From laying it out like that, the LCD looks pretty good, but those pros and cons carry different weight.

Like I said, I'm not entirely certain a projector would even work in my room. I woul like to have the screen as low as possible, but I know my head would get in the way, so I'd have to get a really low chair. I think I need to run some strings from the locations of the screen and lens to determine weather its a viable option.

In the mean time, I'm looking to compile some models to look at more closely on both sides. Every time I shop, I end up looking at stuff thats way out of my price range and I really just end up bsing with the sales guy all night. If i had a list on models to look at, I would be able to narrow down my search and get some actual research done.

So here are my requirements:
LCD Must be HD capable, decent screen size (whats the biggest I can get that would have an overall width of around 32"?), Obviously I'm looking for the best picture quality I can afford.

Projector doesn't have to be HD, as price usually prohibits that, I'd prefer DLP, has to spray out a big picture at a close distance (approx 11-12'), again, I want a good picture quality.

My price range is around $1000-$1200.

What would you guys recommend?:dontknow:


EDIT: I just ran a string from where I would be putting the projector to where I want the screen and it looks good, I wouldnt need to buy different furniture. But I forgot to mention the fact that I would want to use it as a computer monitor, and that would be pretty much impossible with the projector. I'm in quite a difficult position. I appreciate any and all input, I need to be swayed.

One more edit: Please move this to the right category. I thought it was in the Displays subforum, sorry for the bad location.

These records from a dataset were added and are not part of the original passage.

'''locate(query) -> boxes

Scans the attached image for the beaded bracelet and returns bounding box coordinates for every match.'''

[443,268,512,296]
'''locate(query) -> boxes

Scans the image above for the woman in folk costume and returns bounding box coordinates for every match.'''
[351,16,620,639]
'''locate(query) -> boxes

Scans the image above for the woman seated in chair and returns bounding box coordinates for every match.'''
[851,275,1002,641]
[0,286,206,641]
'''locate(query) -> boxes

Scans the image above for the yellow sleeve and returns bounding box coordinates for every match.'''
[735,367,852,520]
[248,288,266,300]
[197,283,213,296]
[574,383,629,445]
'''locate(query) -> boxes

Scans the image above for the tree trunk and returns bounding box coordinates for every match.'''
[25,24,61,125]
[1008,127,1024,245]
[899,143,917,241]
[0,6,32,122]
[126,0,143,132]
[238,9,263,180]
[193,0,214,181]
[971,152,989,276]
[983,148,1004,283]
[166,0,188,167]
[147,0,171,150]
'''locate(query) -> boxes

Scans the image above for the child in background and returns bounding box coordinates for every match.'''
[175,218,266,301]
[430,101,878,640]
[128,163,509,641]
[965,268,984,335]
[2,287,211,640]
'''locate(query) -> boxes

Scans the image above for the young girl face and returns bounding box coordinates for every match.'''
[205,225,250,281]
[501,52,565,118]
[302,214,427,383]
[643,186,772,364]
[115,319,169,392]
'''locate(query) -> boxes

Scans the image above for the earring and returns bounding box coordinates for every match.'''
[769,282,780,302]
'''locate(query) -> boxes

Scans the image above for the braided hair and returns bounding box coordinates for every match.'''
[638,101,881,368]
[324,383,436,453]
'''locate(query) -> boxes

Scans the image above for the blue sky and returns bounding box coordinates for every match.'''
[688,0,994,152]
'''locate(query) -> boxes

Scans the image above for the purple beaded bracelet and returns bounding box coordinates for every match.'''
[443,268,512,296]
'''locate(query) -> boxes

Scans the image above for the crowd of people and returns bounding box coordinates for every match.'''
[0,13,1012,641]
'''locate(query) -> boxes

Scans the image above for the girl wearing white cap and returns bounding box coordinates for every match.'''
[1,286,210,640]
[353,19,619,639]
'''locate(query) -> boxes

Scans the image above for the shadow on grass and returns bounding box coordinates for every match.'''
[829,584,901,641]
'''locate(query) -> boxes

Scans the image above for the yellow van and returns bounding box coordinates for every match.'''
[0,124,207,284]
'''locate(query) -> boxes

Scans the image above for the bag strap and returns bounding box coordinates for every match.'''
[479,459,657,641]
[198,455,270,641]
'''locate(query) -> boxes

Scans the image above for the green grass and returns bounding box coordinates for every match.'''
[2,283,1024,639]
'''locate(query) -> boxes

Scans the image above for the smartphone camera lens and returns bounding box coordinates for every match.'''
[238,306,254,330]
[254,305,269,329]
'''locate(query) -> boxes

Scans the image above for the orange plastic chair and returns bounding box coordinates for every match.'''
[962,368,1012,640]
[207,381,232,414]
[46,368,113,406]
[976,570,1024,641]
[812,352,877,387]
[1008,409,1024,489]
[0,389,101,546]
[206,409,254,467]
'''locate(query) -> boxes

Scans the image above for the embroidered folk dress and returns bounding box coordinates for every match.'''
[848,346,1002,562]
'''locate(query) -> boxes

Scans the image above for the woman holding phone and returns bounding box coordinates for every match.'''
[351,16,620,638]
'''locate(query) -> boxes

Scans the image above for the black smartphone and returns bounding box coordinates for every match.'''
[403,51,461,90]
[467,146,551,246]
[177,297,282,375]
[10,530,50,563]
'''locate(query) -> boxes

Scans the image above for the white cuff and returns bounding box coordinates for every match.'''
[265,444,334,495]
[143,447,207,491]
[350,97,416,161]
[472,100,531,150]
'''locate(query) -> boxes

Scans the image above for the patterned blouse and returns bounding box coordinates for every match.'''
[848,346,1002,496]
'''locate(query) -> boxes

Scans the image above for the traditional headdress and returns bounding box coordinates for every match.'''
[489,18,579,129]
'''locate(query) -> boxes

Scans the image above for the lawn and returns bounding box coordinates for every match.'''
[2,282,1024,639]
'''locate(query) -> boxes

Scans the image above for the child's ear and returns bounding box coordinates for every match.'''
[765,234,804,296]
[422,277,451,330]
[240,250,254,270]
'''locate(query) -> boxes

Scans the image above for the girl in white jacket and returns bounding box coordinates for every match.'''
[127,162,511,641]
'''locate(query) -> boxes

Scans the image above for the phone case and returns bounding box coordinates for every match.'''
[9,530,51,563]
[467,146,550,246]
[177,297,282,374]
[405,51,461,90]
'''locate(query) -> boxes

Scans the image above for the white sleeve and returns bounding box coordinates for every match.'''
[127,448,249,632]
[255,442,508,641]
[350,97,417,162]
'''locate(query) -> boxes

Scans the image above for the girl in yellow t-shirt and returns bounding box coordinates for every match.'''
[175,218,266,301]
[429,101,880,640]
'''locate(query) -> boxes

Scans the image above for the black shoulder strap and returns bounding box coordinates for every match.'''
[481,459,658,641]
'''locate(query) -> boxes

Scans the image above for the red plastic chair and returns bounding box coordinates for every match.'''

OK fine, maybe I'm not done making this thing longer. Ive been doning some mockup and math with help from projectorcentral's calculator and all the numbers work out perfectly. For the Optoma HD70, I figured a 36X64 screen (74" diagonal) is plenty big, but probably not too tremendous, so I entered my numbers and it came up with a 9.2' throw, well within the confines of my room. Also, with that size, it appears that there wont be any interferance with the light path by my ugly head.

I need someone to talk me out of this. 

What is the prevailing opinion of this projector? Its pretty cheap for 1080i, does it stink or what?


----------